On the Induced Circularity of Orbits through Collision

Since the moment of momentum is the velocity into the perpendicular upon its direction, in the time $dt$ it is:—

$vpdt=hdt=r^{2}d\theta$

The whole moment of momentum from perihelion to perihelion is therefore:—

${\begin{aligned}\int _{0}^{360^{\circ }}r^{2}d\theta =\,&{\frac {a^{2}\cdot (1-e^{2})^{2}}{1-e^{2}}}\\&{\underset {0}{\overset {360^{\circ }}{{\Biggl [}\;}}}{\frac {-e\sin \theta }{1+e\cos \theta }}+{\frac {2}{(1-e^{2})^{\frac {1}{2}}}}\tan ^{-1}\left({\sqrt {\frac {1-e}{1+e}}}\cdot \tan {\frac {\theta }{2}}\right){\Biggr ]}\end{aligned}}$
$=2\pi a^{2}\cdot (1-e^{2})^{\frac {1}{2}}$,

which is twice the area of the ellipse.

The energy in the ellipse during an interval $dt$ is

${\frac {1}{2}}mv^{2}dt={\frac {1}{2}}m\mu \left({\frac {2}{r}}-{\frac {1}{a}}\right)dt$

from the well-known equation for the velocity in a focal conic.

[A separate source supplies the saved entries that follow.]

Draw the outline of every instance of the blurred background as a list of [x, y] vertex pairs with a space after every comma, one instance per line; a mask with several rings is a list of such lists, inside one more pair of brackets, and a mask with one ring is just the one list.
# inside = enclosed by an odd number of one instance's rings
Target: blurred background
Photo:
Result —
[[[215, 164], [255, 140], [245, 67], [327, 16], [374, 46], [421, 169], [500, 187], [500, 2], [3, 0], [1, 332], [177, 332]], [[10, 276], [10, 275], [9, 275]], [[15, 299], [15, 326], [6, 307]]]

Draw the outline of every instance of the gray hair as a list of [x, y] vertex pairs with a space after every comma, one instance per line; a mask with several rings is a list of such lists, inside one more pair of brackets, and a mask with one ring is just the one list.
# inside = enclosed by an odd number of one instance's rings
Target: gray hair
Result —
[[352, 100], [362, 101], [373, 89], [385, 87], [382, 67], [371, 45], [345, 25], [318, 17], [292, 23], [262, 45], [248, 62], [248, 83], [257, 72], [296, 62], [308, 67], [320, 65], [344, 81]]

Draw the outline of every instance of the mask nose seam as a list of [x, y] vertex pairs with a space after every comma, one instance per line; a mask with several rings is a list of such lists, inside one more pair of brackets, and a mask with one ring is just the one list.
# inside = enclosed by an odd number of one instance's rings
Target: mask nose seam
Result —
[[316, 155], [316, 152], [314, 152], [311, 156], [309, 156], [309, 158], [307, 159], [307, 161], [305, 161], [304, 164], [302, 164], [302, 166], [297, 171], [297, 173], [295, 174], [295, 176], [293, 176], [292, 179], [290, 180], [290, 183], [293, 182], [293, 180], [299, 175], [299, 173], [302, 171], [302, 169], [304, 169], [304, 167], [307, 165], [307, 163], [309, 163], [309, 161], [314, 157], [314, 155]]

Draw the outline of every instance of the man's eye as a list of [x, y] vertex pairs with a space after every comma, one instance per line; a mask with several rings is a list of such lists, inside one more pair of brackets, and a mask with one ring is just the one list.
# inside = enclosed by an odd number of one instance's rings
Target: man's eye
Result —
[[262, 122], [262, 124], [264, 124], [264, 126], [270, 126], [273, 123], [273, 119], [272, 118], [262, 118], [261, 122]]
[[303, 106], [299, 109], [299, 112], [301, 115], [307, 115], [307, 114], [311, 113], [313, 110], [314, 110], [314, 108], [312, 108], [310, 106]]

The integral of this for the whole ellipse is

$\int _{0}^{T}{\frac {1}{2}}mv^{2}dt=\int _{0}^{360^{\circ }}{\frac {1}{2}}{\frac {m\mu }{h}}\left(2r-{\frac {r^{2}}{a}}\right)d\theta =m\mu ^{\frac {1}{2}}\pi a^{\frac {1}{2}}$

Since

$\int rd\theta =\int {\frac {a\cdot 1-e^{2}}{1+e\cos \theta }}d\theta ={\frac {2a\cdot 1-e^{2}}{(1-e^{2})^{\frac {1}{2}}}}\tan ^{-1}\left({\sqrt {\frac {1+e}{1-e}}}\tan {\frac {\theta }{2}}\right)$

and $\int r^{2}d\theta$ is given above.

By collision a part of this energy is lost, being converted into heat. The major axis, a, is, therefore, shortened. But from the expression $\scriptstyle {2\pi a^{2}\cdot (1-e^{2})^{\frac {1}{2}}}$ for the moment of momentum we see that this is greatest when *e* is least. If, therefore, *a* is diminished, *e* must also be diminished, or the moment of momentum would be lessened, which is impossible.